The Danish Voter Classifier

A graphic of Danish election results produced by an unknowing statistician can be used to explain the fundamental concepts of machine learning.

For those new to the concepts of machine learning, it’s really instructive to study the figure below, which shows Danish voters’ tendency to vote for either the socialistic (red) or liberal-conservative (blue) political blocks in the last parliamentary election. In fact, it constitutes what’s known as a classifier: Given the home address of a voter, it predicts what block he or she will vote for.

Danish voters tendency to vote for political blocks dependning on home address.

Danish voter’s tendency to vote for political blocks depending on
home address. Based on a graphic from Berlingske Tidende.

That’s what a classifier does: Given some information about something, the classifier predicts which class the something belongs to. And just like all classifiers based on machine learning, this classifier is also produced from the statistical exploration of some training data - in this case the 2011 election data. I don’t know for sure, but presumably, a statistician has used some mathematical methods on the election data to calculate where the straight line separating the red and the blue area should be. It’s this process that‘s called learning in machine learning. Notice that learning must take place before the classifier can be used, and that learning requires a set of training data to learn from. This is the case for all machine learning applications.

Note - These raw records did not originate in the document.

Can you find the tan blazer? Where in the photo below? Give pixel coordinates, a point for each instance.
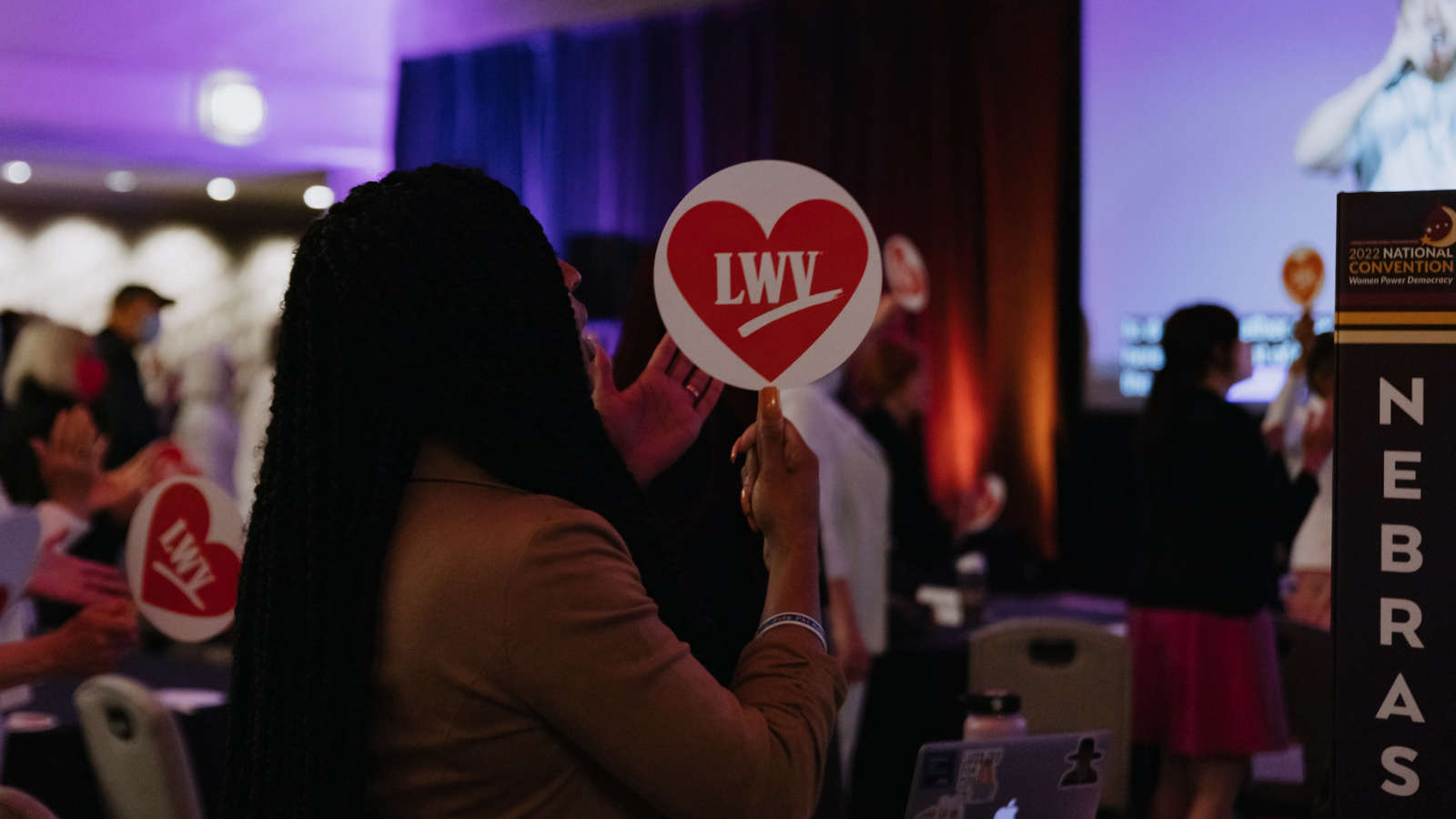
(523, 671)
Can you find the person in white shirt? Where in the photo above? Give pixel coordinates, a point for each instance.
(206, 429)
(1395, 126)
(1309, 560)
(854, 535)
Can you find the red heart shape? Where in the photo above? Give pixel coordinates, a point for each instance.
(184, 573)
(768, 298)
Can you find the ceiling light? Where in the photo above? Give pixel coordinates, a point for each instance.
(121, 181)
(318, 197)
(222, 188)
(230, 108)
(18, 172)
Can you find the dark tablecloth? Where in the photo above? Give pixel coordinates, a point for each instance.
(53, 765)
(914, 693)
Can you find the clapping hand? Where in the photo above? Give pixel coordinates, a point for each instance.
(120, 490)
(70, 460)
(94, 640)
(75, 581)
(659, 416)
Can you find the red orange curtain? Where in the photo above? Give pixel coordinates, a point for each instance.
(950, 121)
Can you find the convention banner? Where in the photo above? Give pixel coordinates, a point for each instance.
(1395, 506)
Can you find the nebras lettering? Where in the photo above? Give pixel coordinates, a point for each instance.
(1401, 554)
(763, 281)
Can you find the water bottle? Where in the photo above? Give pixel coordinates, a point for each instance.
(994, 714)
(970, 573)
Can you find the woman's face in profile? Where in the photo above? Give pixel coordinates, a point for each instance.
(572, 280)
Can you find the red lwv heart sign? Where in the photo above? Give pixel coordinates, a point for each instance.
(764, 274)
(184, 557)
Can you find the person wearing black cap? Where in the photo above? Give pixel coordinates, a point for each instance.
(121, 410)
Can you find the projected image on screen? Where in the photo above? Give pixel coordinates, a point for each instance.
(1215, 140)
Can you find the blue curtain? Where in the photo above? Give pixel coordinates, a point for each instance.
(601, 130)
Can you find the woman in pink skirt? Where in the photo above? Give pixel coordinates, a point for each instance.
(1215, 503)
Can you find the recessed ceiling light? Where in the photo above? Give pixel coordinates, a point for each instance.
(121, 181)
(318, 197)
(230, 108)
(18, 172)
(222, 188)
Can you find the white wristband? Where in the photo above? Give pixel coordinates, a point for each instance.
(791, 618)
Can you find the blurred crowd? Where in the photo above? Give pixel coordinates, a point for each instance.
(87, 426)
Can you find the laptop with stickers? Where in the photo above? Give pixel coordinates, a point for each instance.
(1055, 775)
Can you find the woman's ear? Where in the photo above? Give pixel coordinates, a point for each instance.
(1220, 360)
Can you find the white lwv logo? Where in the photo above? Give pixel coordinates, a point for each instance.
(763, 280)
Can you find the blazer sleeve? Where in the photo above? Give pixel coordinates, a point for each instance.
(590, 656)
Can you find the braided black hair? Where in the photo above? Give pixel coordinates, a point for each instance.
(429, 303)
(1198, 339)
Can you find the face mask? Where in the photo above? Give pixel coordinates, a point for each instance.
(150, 327)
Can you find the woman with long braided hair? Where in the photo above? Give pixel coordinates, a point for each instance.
(453, 599)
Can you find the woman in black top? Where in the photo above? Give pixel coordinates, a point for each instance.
(1215, 503)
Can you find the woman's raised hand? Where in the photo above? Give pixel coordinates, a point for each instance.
(659, 416)
(1320, 439)
(779, 481)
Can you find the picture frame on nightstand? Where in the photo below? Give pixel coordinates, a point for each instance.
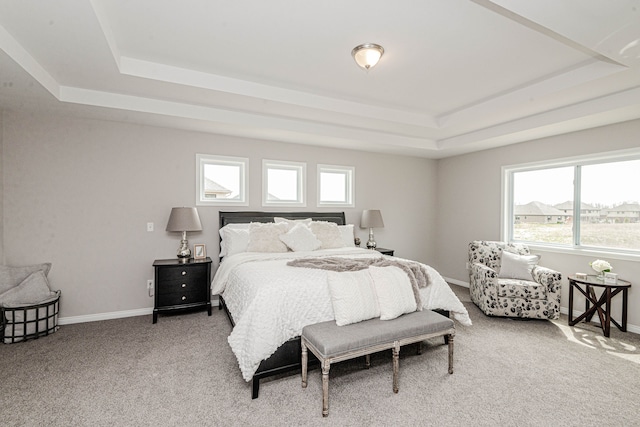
(199, 251)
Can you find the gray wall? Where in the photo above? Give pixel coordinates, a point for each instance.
(469, 200)
(79, 193)
(1, 191)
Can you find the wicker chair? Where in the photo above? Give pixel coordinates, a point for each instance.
(537, 298)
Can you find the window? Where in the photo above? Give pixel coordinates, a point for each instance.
(283, 183)
(221, 180)
(588, 203)
(335, 186)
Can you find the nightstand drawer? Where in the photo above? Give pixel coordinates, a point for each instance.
(180, 298)
(190, 273)
(181, 285)
(178, 286)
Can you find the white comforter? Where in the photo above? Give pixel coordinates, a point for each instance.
(271, 302)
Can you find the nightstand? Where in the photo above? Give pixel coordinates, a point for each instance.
(385, 251)
(181, 285)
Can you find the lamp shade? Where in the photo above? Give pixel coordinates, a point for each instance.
(371, 219)
(184, 219)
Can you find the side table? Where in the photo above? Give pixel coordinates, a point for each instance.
(602, 304)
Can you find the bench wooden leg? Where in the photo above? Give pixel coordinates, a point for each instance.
(396, 365)
(450, 342)
(304, 365)
(325, 388)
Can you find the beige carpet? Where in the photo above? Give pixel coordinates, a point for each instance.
(181, 372)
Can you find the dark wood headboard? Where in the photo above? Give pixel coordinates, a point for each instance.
(246, 217)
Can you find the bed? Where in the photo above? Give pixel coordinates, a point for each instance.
(268, 302)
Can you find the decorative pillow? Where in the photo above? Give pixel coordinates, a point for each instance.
(395, 294)
(328, 233)
(13, 276)
(352, 296)
(291, 222)
(515, 266)
(265, 237)
(300, 238)
(33, 290)
(348, 235)
(234, 239)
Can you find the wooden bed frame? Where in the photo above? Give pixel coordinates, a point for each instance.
(289, 355)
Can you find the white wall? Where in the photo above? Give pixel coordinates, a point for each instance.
(469, 198)
(79, 193)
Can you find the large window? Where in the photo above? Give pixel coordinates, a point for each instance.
(221, 180)
(335, 186)
(587, 203)
(283, 183)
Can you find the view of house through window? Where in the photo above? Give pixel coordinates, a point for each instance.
(221, 180)
(335, 185)
(283, 183)
(587, 204)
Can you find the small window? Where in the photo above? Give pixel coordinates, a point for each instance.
(283, 183)
(585, 203)
(221, 180)
(336, 186)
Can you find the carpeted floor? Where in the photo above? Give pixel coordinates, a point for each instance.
(181, 372)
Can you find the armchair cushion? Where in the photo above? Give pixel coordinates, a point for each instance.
(514, 266)
(505, 280)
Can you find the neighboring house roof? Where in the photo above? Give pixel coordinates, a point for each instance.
(537, 208)
(568, 205)
(210, 186)
(626, 207)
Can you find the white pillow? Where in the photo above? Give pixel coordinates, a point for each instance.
(291, 222)
(328, 233)
(353, 296)
(33, 290)
(300, 238)
(514, 266)
(394, 290)
(348, 235)
(234, 238)
(265, 237)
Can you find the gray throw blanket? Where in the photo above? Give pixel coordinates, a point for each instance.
(418, 275)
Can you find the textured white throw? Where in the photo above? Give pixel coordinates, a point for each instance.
(271, 302)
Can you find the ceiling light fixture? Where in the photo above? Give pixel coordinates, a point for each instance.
(367, 55)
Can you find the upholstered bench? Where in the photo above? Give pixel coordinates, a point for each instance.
(331, 343)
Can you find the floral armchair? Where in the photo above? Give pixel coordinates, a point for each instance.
(515, 287)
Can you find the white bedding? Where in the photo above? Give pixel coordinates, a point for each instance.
(271, 302)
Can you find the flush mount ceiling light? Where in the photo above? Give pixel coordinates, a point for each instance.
(367, 55)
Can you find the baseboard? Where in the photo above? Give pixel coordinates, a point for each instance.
(111, 315)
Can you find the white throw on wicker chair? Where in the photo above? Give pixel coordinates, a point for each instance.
(512, 285)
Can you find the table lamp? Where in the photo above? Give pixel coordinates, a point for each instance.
(184, 219)
(371, 219)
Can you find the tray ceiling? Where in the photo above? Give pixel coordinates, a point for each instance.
(457, 76)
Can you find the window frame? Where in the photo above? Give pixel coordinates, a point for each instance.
(299, 167)
(507, 203)
(211, 159)
(350, 174)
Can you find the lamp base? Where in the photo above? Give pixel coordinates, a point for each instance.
(184, 253)
(371, 243)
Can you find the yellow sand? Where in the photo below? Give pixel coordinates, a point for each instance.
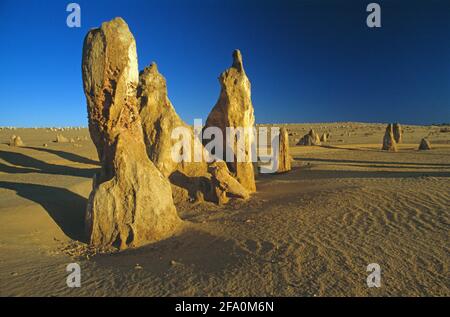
(310, 232)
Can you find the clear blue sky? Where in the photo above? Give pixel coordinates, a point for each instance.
(308, 61)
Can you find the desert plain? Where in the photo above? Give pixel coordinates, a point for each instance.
(309, 232)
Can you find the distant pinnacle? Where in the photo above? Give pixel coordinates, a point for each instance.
(237, 60)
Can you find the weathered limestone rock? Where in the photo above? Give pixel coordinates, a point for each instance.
(191, 180)
(424, 145)
(389, 143)
(61, 139)
(224, 186)
(398, 133)
(159, 119)
(16, 141)
(312, 138)
(284, 158)
(234, 109)
(131, 202)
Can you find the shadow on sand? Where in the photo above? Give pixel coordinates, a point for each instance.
(66, 208)
(395, 164)
(29, 164)
(66, 155)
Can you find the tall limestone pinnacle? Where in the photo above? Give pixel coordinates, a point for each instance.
(131, 202)
(234, 109)
(191, 179)
(389, 143)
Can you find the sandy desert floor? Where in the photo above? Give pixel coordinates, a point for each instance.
(310, 232)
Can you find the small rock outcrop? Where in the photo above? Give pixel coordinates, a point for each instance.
(312, 138)
(398, 133)
(16, 141)
(284, 158)
(424, 145)
(389, 143)
(131, 201)
(234, 109)
(224, 186)
(61, 139)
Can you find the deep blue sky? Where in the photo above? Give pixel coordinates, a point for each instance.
(308, 61)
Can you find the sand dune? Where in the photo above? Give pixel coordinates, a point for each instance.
(310, 232)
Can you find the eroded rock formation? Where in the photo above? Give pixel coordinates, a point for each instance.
(284, 158)
(224, 186)
(424, 145)
(131, 201)
(16, 141)
(191, 178)
(312, 138)
(389, 143)
(398, 133)
(61, 139)
(234, 109)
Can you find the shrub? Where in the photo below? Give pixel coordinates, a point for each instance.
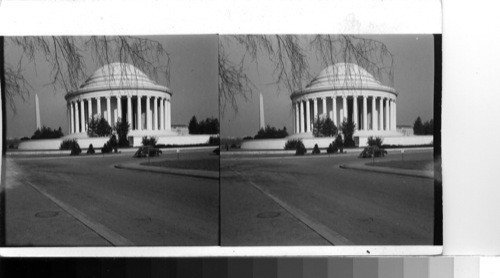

The second point that one can make from this figure concerns the difficulties in achieving good accuracy. Frankly, that figure a lousy classifier, because in reality, there are many socialistic voters in the blue region and many liberal/conservative voters in the red region, so the classification accuracy is not very high. The problems here essentially boil down to:

  1. The home address of a voter alone doesn’t really say that much about his or her political standpoints. One needs to know more: Income, education, age, gender, IQ, favourite pet... any variables that might correlate with political views should be taken into account. In general, selecting these pieces of information about the object to be classified (they’re called features in machine learning jargon) is often both crucial and difficult and requires considerable domain knowledge to achieve good results.
  2. A single straight line is a too simple separator. It’s surely possible to define areas of Denmark where one or the other political block is dominant, but their borders would be curved, and it would be necessary to use several distinct lines to represent them. Fortunately (maybe), the machine learning literature is packed with different models for classification: Linear discriminants (that’s the single straight line), logistic regression models, neural networks, support vector machines, etc, and each of these models allows for different possibilities to fit separators to the data.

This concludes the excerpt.